3. Jover J, Hernandez-Garcia C, Morado I, Vargas E, Banares A, Fernandez-Gutierrez B. Combined treatment of giant cell arteritis with methotrexate and prednisone. A randomized, double-blind, placebo-controlled trial. Ann Intern Med 2001;134:106-14.

4. Spiera RF, Mitnick HJ, Kupersmith M, et al. A prospective, double-blind, randomized, placebo controlled trial of methotrexate in the treatment of giant cell arteritis. Clin Exp Rheumatol 2001; 19:495-501.

5. Gerli R, Lunardi C, Pitzalis C. Unmasking the anti-inflammatory cytokine response in rheumatoid synovitis. Rheumatology Oxford 2002;41:1341-5.

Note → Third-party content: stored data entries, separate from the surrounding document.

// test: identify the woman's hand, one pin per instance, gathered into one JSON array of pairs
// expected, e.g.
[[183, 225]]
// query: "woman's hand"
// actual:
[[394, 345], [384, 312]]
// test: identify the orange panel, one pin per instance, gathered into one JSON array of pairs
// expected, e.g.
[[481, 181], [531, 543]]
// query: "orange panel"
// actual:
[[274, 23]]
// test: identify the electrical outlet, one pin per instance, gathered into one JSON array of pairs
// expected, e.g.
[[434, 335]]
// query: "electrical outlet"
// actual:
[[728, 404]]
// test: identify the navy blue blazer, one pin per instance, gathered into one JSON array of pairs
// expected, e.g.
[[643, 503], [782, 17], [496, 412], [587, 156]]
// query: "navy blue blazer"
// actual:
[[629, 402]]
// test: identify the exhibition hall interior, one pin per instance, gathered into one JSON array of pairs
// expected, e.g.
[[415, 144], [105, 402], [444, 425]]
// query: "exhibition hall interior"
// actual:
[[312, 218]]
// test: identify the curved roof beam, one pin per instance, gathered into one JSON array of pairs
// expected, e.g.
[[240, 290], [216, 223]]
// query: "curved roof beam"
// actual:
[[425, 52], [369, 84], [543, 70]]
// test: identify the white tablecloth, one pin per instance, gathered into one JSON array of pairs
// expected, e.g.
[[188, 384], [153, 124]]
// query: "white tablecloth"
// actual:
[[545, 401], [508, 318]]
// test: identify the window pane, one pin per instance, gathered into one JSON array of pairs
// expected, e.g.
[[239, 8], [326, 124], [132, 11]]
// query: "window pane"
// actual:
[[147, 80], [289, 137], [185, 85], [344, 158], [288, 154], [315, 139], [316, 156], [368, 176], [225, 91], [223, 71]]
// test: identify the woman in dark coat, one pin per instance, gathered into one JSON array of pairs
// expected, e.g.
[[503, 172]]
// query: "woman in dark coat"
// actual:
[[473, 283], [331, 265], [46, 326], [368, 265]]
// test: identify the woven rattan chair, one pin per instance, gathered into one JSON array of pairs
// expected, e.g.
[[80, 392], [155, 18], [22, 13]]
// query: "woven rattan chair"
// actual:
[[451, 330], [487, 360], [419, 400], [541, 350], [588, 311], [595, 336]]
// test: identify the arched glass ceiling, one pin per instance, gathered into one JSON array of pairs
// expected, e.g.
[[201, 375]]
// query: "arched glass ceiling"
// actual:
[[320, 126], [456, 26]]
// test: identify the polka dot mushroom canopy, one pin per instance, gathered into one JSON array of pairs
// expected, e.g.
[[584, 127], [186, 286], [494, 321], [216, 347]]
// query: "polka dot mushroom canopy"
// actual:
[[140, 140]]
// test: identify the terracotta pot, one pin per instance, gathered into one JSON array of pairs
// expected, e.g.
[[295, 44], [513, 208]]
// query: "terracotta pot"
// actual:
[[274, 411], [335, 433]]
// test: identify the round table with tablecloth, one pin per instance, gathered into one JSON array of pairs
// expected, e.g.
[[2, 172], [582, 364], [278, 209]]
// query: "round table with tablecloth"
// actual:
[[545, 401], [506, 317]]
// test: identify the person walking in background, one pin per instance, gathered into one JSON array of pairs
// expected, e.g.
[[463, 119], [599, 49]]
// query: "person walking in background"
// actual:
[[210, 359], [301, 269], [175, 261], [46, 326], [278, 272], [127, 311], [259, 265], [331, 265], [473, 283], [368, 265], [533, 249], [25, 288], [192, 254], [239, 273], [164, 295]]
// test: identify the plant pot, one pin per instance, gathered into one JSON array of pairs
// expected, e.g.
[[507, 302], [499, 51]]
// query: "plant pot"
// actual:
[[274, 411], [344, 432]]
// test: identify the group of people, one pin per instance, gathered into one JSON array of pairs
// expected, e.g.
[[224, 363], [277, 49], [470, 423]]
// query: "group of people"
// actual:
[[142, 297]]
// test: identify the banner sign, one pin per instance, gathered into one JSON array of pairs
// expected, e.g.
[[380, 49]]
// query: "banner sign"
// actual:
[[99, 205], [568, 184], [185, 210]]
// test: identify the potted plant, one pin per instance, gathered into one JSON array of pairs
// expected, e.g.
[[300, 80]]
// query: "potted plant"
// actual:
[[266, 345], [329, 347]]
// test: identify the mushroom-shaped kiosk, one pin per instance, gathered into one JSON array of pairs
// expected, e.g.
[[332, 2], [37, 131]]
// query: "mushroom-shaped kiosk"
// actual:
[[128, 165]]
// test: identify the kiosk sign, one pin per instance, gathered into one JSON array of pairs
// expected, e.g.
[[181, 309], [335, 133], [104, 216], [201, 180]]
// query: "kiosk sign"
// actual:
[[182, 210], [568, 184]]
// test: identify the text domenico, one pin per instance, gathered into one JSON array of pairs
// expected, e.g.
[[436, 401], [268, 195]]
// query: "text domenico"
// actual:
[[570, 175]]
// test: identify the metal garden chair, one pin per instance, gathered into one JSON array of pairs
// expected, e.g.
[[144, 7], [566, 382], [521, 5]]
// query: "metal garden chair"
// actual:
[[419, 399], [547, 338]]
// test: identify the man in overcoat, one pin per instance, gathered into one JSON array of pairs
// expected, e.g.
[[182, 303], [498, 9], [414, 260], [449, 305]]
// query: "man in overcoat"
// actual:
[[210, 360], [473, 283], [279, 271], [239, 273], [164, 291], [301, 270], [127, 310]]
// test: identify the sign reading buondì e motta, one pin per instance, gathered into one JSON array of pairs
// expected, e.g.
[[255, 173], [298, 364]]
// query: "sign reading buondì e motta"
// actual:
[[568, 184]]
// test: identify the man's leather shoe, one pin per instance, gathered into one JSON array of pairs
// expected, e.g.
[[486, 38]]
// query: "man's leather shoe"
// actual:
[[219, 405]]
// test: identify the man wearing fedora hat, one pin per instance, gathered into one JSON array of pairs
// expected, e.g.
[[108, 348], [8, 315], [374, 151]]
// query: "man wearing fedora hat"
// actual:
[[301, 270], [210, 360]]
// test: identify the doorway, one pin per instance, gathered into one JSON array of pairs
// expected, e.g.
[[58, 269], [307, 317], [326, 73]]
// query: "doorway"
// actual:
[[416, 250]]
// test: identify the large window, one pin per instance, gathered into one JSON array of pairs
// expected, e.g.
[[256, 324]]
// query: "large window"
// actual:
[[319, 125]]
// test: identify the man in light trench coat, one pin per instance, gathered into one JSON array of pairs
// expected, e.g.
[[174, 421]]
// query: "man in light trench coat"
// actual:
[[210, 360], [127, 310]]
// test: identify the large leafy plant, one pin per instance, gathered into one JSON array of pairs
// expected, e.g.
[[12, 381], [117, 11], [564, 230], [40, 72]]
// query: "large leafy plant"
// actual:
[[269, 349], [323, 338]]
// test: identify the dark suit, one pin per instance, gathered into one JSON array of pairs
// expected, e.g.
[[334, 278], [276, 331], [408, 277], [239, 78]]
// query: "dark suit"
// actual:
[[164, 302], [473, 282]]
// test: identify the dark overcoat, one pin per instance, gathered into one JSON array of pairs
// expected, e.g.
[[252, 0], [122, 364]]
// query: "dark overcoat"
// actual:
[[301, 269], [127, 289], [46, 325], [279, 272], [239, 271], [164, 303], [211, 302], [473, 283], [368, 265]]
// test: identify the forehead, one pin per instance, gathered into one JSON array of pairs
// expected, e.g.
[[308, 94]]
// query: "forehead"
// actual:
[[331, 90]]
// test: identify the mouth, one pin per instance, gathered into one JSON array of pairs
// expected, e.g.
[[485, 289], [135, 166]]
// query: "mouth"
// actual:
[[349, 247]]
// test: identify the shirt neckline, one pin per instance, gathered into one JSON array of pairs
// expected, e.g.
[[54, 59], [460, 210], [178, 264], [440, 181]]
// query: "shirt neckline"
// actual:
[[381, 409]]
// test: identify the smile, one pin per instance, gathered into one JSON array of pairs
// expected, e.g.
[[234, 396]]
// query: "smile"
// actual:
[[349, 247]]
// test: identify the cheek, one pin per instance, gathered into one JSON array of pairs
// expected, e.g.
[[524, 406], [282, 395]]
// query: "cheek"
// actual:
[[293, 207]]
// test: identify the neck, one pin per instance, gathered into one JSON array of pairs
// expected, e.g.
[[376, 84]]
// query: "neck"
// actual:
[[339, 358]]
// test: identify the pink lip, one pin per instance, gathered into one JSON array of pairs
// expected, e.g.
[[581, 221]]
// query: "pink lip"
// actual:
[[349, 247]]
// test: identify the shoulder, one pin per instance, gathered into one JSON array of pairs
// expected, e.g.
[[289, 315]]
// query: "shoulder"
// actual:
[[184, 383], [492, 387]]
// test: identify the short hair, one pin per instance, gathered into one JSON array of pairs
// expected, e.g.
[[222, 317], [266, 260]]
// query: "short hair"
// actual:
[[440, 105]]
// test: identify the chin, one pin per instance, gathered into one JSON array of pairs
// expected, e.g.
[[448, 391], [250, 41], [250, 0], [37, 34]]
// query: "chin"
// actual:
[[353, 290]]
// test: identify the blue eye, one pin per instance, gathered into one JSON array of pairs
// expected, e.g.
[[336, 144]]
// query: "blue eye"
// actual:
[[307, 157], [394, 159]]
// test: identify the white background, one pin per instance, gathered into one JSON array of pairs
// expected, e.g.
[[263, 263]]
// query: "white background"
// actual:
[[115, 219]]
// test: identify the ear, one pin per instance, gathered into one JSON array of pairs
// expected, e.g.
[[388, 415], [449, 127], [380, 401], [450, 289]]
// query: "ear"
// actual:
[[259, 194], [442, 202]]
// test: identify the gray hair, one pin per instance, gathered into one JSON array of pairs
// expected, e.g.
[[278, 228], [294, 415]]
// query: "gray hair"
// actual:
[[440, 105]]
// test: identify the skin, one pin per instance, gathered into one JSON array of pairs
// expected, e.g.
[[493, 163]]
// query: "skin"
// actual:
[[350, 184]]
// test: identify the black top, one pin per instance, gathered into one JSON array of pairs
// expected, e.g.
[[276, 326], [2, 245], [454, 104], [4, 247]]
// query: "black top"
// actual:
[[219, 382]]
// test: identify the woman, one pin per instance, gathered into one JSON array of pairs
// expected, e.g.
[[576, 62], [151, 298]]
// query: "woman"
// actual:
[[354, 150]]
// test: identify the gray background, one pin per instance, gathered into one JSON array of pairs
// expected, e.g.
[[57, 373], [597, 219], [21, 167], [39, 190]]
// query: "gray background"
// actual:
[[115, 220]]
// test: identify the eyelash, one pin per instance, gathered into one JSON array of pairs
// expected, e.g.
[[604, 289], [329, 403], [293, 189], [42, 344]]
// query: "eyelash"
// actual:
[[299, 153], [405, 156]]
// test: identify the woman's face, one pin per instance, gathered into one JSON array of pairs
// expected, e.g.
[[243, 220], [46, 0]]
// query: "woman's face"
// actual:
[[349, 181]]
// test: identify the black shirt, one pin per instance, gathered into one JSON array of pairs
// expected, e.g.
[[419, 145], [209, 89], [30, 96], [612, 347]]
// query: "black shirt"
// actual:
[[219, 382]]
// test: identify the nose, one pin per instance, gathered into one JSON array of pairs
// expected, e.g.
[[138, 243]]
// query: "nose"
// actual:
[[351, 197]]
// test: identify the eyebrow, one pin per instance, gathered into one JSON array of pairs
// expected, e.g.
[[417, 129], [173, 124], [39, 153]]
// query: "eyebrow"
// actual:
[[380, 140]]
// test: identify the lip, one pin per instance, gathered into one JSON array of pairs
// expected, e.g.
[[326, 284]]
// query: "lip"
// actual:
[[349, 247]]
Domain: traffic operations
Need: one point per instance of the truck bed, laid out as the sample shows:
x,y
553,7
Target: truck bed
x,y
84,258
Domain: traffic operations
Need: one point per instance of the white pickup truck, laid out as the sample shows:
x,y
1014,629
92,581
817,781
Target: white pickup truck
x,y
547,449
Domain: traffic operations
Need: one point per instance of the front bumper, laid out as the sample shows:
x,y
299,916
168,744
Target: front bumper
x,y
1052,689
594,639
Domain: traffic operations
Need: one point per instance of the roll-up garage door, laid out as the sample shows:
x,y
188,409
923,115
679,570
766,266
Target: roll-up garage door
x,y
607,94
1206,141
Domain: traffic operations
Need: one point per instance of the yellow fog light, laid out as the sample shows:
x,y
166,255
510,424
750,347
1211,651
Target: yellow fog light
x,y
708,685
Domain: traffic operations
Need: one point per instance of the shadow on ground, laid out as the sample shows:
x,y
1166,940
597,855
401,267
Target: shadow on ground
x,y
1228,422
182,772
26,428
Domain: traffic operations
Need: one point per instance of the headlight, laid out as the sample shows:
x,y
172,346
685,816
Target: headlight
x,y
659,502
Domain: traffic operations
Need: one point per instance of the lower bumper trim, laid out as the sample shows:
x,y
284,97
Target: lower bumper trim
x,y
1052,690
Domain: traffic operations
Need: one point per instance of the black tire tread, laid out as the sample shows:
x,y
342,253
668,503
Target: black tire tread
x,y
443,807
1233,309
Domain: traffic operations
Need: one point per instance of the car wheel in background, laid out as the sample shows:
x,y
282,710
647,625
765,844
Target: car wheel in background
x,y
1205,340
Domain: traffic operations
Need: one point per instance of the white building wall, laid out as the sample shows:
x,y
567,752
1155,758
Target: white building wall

6. Weyand CM, Goronzy JJ. Medium- and large-vessel vasculitis. N Engl J Med 2003;349:160-9.

7. Roche NE, Fulbright JW, Wagner AD, Hunder GG, Goronzy JJ, Weyand CM. Correlation of interleukin-6 production and disease activity in polymyalgia rheumatica and giant cell arteritis. Arthritis Rheum 1993;36:1286-94.

8. Roblot P, Morel F, Lelievre E, Gascan H, Wijdenes J, Lecron JC. Serum cytokine and cytokine receptor levels in patients with giant cell arteritis during corticotherapy. J Rheumatol 1996;23:408-10.

9. Neurath MF, Hildner K, Becker C, et al. Methotrexate specifically modulates cytokine production by T cells and macrophages in murine collagen-induced arthritis: a mechanism for methotrexate-mediated immunosuppression. Clin Exp Immunol 1999;115:42-55.

10. Rudwaleit M, Yin Z, Siegert S, et al. Response to methotrexate in early rheumatoid arthritis is associated with a decrease of T cell derived tumour necrosis factor alpha, increase of interleukin 10, and predicted by the initial concentration of interleukin 4. Ann Rheum Dis 2000;59:311-4.